Abstract:As one of the main solutions to the information overload problem, recommender systems are widely used in daily life. In the recent emerging micro-video recommendation scenario, micro-videos contain rich multimedia information, involving text, image, video and other multimodal data, and these rich multimodal information conceals users' deep interest in the items. Most of the current recommendation algorithms based on multimodal data use multimodal information to expand the information on the item side, but ignore the different preferences of users for different modal information, and lack the fine-grained mining of the internal connection of multimodal information.
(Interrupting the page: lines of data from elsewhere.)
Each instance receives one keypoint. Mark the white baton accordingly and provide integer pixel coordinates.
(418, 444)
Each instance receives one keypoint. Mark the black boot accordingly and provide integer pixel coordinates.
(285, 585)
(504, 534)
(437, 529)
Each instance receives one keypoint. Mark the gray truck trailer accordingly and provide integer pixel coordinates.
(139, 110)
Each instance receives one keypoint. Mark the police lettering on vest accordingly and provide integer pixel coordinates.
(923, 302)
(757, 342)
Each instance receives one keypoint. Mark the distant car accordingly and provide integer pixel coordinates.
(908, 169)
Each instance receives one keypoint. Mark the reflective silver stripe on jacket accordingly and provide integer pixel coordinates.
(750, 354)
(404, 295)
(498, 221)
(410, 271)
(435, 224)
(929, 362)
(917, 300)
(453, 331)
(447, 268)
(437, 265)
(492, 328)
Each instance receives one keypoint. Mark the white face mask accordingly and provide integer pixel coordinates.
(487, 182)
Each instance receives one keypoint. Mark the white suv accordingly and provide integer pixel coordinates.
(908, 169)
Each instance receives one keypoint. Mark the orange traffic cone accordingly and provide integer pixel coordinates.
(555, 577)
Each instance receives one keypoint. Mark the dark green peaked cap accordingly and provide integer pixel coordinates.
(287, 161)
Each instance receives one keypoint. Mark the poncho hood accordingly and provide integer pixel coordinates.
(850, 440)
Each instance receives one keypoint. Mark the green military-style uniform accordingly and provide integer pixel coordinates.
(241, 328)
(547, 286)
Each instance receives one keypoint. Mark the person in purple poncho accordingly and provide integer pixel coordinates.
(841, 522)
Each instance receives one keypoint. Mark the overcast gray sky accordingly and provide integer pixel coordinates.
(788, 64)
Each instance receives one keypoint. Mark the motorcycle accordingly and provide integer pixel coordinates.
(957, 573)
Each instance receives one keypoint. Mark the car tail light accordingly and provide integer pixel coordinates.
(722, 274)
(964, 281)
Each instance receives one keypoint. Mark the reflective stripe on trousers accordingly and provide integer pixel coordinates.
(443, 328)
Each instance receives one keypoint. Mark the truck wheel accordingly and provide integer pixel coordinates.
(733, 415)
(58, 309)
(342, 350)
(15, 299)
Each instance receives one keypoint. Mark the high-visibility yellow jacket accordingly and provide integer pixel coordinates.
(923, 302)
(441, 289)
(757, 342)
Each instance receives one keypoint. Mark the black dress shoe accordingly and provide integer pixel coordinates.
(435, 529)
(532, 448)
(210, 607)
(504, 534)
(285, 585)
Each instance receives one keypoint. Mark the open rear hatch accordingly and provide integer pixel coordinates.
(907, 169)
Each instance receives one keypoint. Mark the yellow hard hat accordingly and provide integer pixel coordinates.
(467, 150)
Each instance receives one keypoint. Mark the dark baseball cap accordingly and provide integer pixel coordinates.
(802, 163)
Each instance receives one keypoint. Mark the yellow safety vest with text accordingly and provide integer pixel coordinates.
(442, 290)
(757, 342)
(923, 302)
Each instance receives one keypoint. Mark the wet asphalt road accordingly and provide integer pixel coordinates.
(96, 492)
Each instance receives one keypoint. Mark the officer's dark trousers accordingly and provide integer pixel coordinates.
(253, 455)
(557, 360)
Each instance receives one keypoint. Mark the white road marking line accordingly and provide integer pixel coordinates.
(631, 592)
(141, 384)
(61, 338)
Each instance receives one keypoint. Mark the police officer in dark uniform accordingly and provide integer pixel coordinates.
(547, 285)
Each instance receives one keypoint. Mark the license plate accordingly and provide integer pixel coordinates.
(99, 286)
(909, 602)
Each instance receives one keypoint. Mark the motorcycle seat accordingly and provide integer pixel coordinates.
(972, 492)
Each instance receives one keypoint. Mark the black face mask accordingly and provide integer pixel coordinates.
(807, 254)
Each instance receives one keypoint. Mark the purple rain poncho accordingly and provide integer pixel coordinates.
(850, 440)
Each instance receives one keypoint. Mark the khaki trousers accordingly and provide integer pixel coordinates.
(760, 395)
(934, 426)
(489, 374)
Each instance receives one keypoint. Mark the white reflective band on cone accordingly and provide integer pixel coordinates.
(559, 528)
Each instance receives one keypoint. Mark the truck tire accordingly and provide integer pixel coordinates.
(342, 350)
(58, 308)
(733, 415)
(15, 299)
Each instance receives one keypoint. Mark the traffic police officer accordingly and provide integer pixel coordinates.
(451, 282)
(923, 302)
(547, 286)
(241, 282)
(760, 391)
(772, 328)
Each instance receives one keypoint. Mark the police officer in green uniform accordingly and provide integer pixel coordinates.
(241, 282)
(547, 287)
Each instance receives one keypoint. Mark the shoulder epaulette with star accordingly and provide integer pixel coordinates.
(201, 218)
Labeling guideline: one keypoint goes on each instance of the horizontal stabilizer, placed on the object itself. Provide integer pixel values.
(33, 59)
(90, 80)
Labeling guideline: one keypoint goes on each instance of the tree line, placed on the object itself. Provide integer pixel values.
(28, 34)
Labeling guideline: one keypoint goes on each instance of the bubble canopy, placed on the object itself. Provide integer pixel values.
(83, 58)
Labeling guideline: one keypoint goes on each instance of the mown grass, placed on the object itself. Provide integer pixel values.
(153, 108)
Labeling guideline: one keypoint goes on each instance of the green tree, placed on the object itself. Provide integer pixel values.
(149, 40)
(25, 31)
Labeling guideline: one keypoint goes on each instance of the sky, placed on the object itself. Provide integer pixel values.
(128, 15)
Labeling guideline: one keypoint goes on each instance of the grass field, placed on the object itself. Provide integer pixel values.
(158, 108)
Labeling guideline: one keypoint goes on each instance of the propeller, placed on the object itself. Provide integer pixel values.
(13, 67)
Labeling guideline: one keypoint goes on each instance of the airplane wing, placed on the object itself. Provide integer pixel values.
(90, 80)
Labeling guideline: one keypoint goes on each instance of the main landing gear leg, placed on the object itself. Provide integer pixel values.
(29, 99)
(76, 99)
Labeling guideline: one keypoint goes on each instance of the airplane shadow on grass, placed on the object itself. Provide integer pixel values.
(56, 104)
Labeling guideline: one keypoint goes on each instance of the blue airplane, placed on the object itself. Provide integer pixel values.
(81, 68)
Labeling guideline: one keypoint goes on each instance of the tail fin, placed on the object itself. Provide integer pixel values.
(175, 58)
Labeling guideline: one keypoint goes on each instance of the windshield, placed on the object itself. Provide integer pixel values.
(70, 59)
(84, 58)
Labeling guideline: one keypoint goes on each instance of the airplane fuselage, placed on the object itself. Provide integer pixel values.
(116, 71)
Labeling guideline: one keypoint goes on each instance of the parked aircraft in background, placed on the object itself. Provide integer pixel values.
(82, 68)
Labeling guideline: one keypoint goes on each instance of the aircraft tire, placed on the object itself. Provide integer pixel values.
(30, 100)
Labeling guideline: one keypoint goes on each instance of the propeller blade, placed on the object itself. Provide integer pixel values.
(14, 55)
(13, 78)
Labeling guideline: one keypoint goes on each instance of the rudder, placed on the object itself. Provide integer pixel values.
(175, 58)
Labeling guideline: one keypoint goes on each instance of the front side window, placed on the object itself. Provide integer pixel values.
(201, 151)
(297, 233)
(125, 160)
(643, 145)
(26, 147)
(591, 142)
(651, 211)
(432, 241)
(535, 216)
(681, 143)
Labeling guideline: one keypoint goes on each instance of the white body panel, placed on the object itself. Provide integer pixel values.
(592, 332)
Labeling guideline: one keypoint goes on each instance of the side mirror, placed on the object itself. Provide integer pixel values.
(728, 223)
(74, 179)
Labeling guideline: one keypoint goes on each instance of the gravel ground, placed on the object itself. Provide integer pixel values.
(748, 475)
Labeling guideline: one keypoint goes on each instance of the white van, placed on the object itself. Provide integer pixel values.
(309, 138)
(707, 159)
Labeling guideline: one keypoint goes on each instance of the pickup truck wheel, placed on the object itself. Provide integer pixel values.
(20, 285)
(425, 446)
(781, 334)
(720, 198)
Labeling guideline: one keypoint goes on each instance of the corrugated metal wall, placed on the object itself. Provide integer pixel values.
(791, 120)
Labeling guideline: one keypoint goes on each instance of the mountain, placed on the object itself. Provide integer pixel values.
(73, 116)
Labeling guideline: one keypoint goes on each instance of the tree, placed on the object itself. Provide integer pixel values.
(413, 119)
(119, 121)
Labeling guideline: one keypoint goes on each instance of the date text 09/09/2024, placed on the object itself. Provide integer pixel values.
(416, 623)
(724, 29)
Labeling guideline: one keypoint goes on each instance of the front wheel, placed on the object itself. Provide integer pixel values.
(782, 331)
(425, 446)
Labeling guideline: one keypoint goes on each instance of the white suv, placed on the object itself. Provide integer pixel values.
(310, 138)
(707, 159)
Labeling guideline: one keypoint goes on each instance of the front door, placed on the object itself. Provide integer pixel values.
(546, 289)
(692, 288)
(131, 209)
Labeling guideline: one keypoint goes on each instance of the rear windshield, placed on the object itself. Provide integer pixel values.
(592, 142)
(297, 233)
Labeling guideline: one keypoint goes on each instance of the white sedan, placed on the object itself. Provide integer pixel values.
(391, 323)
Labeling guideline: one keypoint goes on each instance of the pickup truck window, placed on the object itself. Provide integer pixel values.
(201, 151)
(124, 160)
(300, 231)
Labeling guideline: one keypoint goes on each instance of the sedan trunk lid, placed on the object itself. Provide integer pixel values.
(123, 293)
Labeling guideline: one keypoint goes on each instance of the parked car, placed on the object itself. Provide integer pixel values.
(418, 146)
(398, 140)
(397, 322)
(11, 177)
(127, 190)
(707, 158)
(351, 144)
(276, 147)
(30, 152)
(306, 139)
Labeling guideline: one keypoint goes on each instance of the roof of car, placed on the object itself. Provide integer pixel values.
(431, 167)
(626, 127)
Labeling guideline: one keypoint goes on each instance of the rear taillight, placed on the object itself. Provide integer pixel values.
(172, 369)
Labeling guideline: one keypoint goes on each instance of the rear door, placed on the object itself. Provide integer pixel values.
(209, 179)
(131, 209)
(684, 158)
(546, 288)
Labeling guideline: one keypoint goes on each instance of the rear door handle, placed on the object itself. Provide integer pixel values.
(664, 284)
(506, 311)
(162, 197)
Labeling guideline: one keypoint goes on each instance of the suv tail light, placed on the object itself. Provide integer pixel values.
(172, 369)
To investigate the problems in the micro-video recommendr system mentioned above, we design a hybrid recommendation model based on multimodal information, introduces multimodal information and user-side auxiliary information in the network structure, fully explores the deep interest of users, measures the importance of each dimension of user and item feature representation in the scoring prediction task, makes the application of graph neural network in the recommendation system is improved by using an attention mechanism to fuse the multi-layer state output information, allowing the shallow structural features provided by the intermediate layer to better participate in the prediction task. The recommendation accuracy is improved compared with the traditional recommendation algorithm on different data sets, and the feasibility and effectiveness of our model is verified.